The ceremonies were astoundingly creative and passionate, each one touched me. When they were completed, I was moved to ask for a healing ceremony for myself.  I told the group I had come to Germany at this extraordinary time.  At first, I thought it was to teach, then I thought it was to honor my mother, and recite the traditional blessings in her beloved homeland.  Now, as I was preparing to leave, I believed it was to ask for their blessing. I wanted them to help me move beyond my acute pain but also beyond that pain which I had carried for a long time.  I pulled a chair into the middle of the circle and invited anyone who wanted to come forward and place his or her hands on my head to give me a blessing.

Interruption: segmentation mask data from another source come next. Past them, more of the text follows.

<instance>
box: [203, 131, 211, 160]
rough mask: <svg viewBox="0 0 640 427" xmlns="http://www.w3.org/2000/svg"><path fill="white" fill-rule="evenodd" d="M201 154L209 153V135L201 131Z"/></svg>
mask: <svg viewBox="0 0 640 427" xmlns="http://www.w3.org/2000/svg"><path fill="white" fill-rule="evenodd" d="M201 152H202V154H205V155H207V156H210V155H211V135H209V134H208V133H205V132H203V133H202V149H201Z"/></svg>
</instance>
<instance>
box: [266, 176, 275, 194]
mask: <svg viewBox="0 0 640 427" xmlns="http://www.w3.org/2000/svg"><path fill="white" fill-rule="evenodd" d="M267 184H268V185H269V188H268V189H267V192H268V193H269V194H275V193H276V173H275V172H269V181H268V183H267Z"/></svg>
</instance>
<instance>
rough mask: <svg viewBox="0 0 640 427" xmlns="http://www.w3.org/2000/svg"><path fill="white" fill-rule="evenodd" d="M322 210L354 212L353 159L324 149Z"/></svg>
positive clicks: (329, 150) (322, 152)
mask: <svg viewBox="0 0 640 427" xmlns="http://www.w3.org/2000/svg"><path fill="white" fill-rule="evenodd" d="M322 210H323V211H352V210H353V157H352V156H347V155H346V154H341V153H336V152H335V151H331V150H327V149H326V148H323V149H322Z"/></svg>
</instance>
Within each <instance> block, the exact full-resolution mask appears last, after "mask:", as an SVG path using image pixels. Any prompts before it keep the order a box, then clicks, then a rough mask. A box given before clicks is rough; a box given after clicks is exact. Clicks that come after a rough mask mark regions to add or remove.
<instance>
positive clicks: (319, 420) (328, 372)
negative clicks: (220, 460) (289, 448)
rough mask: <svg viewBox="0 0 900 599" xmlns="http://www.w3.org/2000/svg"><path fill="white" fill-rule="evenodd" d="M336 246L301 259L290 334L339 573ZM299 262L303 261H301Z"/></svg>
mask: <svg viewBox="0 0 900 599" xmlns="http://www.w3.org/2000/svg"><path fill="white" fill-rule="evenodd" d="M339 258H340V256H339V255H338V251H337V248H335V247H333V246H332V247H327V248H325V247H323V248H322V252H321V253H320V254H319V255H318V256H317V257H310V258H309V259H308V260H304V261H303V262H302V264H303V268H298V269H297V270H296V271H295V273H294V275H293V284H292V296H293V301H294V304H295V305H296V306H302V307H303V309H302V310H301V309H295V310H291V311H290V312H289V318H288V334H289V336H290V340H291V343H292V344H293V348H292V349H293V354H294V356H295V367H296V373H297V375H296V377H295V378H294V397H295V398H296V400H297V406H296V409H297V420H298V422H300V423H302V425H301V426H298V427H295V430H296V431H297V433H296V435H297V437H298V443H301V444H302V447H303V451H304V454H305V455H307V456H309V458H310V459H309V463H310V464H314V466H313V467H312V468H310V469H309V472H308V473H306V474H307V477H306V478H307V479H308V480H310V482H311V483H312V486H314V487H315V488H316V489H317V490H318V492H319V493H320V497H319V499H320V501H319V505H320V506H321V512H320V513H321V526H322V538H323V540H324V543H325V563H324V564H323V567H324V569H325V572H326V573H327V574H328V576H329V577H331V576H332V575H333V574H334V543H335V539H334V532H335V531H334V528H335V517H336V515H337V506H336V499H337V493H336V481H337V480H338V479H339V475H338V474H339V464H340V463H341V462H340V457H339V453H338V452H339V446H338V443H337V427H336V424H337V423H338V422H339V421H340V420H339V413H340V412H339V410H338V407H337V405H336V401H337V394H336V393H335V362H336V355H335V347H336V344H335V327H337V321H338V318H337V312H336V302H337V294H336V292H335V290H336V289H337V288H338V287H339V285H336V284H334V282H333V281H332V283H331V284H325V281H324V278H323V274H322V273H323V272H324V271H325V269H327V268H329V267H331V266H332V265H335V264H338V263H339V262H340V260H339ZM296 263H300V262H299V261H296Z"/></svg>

I sat with my eyes closed, hands opened on my lap, and, one by one, I felt dozens come forward to place their hands on my head and bless me.  Some, offered scriptural blessings, others poems, spoken words and songs. When I felt no more hands, I looked up and found myself surrounded by the group.  Fifty people had joined hands in a circle, and began dancing while singing Hava Nagila, in Hebrew. I wondered how they all knew the words, but their passion moved me to stand up and begin dancing in the middle.  Slowly, the circle spiraled in and I was hugged in a communal embrace; then they moved out and danced around me. In that moment I saw my mother smile, and felt my spirit lifted by the blessing that heals all wounds.